2. This study compiled the measures used in practice, identified and explored the guidance that informed them and, using the Conservation Evidence database, evaluated the empirical evidence for their effectiveness.
3. In a sample of 50 UK housing applications, we identified the recommendation of 446 measures in total, comprising 65 different mitigation measures relating to eight taxa. Although most (56%) measures were justified by citing published guidance, exploration of the literature underpinning this guidance revealed that empirical evaluations of EMC measure effectiveness accounted for less than 10% of referenced texts. Citation network analysis also identified circular referencing across bat, amphibian and reptile EMC guidance. Comparison with Conservation Evidence synopses showed that over half of measures recommended in ecological reports had not been empirically evaluated, with only 13 measures assessed as beneficial.
4. As such, most EMC measures recommended in practice are not evidence-based. The limited reference to empirical evidence in published guidance, as well as the circular referencing, suggests potential ‘evidence complacency’, in which evidence is not sought to inform recommendations. In addition, limited evidence availability indicates a thematic gap between conservation research and mitigation practice. More broadly, absence of evidence on the effectiveness of EMC measures calls into question the ability of current practice to compensate for the impact of development on protected species, thus highlighting the need to strengthen requirements for impact avoidance. Given the recent political drive to invest in infrastructure expansion, high-quality, context-specific evidence is urgently needed to inform decision-making in infrastructure development.
This dataset consists of a) database of recommended EMC measures applied to housing developments and b) details of citations contained within guidance supporting recommended measures.

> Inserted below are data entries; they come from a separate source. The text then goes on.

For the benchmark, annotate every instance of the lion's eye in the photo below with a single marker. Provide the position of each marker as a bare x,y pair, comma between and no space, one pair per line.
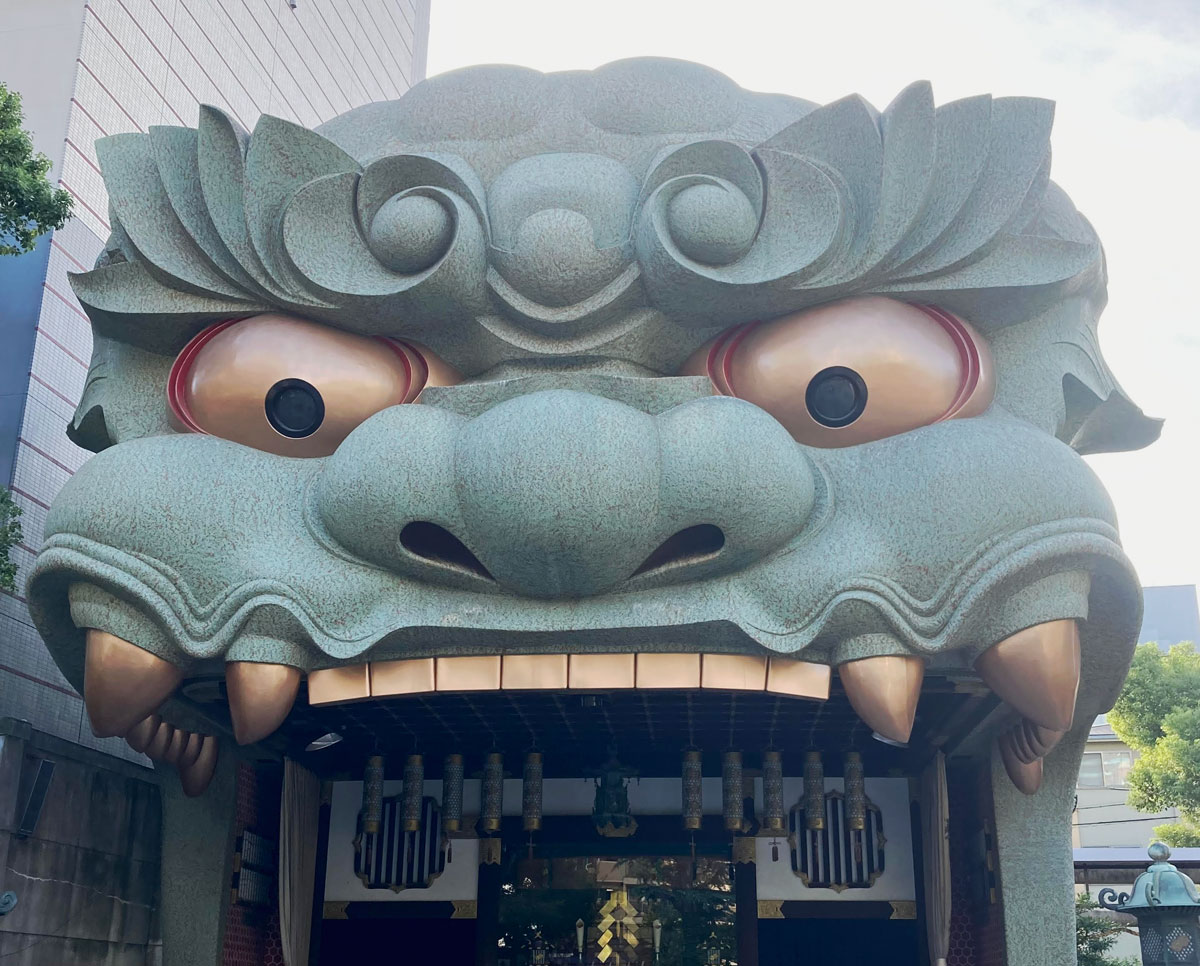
853,371
292,387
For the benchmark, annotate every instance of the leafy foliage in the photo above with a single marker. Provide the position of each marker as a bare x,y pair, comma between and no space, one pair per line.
1095,935
1158,714
10,535
29,204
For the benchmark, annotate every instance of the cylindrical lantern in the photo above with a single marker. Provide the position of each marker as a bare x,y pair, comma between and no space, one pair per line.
731,791
773,791
856,793
531,792
814,791
372,795
693,790
451,793
492,805
414,791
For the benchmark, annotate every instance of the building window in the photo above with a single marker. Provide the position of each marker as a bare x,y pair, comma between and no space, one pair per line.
1116,768
1107,769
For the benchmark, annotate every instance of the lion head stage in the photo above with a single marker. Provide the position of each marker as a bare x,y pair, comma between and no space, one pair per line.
625,361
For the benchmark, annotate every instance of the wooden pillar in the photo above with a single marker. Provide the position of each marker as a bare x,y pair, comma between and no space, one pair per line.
745,895
487,903
318,886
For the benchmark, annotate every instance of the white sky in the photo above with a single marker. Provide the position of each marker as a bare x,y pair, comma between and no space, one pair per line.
1126,75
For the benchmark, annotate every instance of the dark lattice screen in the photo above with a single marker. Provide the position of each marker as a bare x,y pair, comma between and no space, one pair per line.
837,857
397,859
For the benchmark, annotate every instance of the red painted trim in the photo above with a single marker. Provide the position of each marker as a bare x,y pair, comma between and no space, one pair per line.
45,683
45,455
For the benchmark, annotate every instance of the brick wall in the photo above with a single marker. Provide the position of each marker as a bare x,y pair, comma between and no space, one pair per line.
252,935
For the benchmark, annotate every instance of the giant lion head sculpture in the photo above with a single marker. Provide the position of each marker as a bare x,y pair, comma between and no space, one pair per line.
617,361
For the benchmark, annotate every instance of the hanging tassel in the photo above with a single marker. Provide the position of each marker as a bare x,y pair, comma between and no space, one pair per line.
414,792
492,807
814,791
773,791
693,790
856,792
731,791
372,795
531,793
451,792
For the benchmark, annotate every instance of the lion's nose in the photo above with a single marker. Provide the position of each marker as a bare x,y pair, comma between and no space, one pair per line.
568,495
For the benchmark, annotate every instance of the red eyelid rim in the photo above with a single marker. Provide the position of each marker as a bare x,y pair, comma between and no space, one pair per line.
969,355
177,397
720,355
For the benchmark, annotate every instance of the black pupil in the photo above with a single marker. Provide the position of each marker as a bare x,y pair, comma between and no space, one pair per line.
294,408
837,396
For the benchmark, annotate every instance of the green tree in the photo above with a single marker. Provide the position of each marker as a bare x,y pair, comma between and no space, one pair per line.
1158,714
29,204
10,535
1095,935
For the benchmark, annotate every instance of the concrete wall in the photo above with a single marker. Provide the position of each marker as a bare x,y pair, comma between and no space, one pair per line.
39,46
87,877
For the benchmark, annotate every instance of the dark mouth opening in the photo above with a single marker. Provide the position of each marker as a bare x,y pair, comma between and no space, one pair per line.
691,545
439,546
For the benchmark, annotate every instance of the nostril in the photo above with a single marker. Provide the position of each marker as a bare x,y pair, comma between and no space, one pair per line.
691,545
439,546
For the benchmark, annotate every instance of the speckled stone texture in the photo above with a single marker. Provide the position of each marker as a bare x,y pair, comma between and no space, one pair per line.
1037,873
567,241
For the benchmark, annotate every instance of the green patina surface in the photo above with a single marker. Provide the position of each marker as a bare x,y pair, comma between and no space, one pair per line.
567,241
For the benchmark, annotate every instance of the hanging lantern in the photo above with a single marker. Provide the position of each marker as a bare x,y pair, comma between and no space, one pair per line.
492,805
531,792
693,790
372,795
451,793
414,792
773,791
856,792
814,791
731,791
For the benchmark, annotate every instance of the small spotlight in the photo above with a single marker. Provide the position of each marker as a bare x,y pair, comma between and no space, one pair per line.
324,741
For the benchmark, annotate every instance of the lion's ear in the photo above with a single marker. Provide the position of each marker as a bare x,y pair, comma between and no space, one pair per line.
1113,424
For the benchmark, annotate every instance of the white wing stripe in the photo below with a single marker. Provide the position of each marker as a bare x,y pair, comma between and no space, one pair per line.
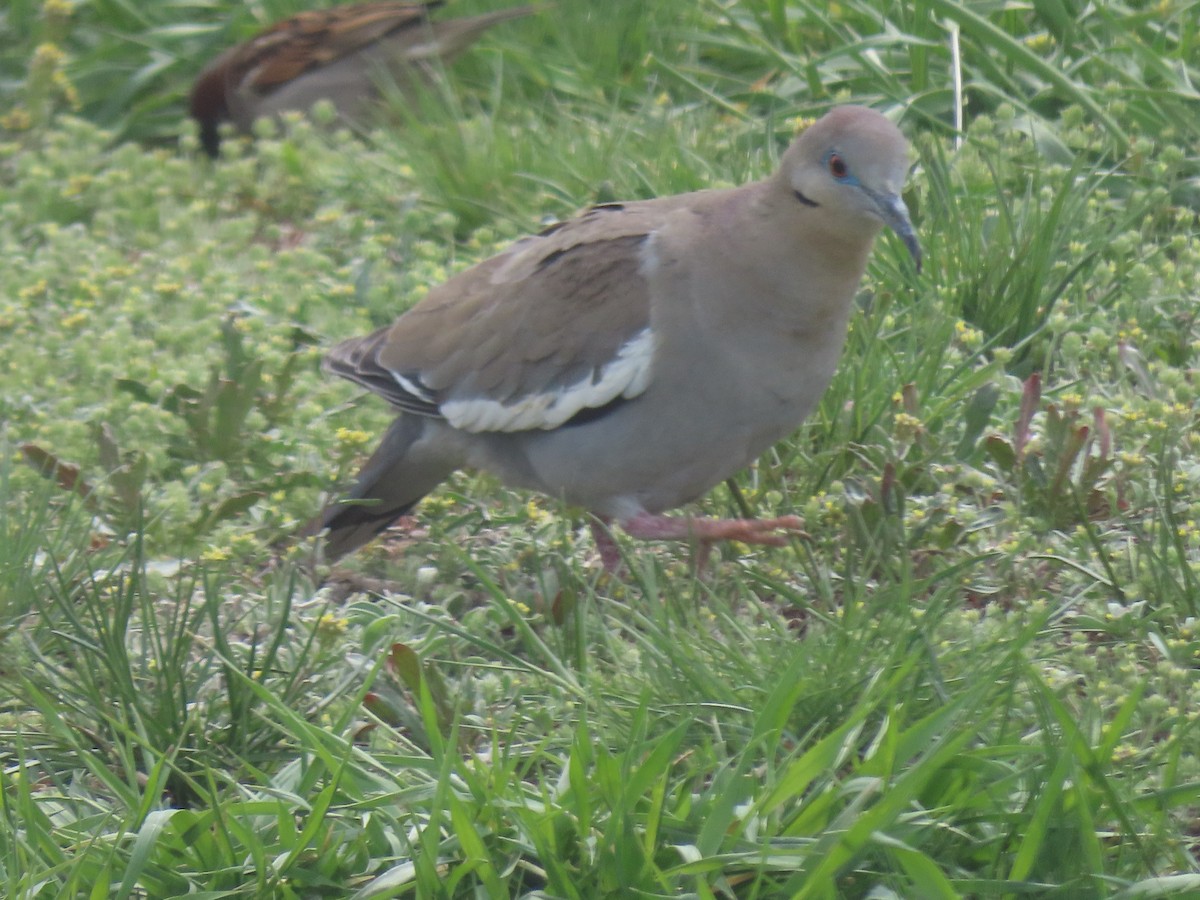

Data were extracted from a sample of planning applications made to two adjacent local planning authorities in South-East England, Maidstone & Swale Borough Councils. Relevant documentation was reviewed for every large (>10 dwellings) housing development granted planning permission in the two councils during the 9-year period 2011-2020. Planning applications were only included if they comprised relevant ecological reports, restricted to Ecological Impact Assessment, protected species surveys, Ecological Mitigation Plans or Preliminary Ecological Appraisal, due to their requirement for impact assessment and EMC measure recommendation. EMC measures recommended in each ecological report were identified and recorded, based on typologies defined both a priori (in line with Conservation Evidence ‘actions’, to enable subsequent effectiveness assessment) or inductively through the data extraction process. Development metadata (size, number of dwellings, dates) were also extracted from planning application forms. Subsequently, guidance documents, cited either in bibliographies or as in-text references supporting specific measures, were recorded. Literature cited within these documents was then identified and recorded using a standardised data extraction protocol.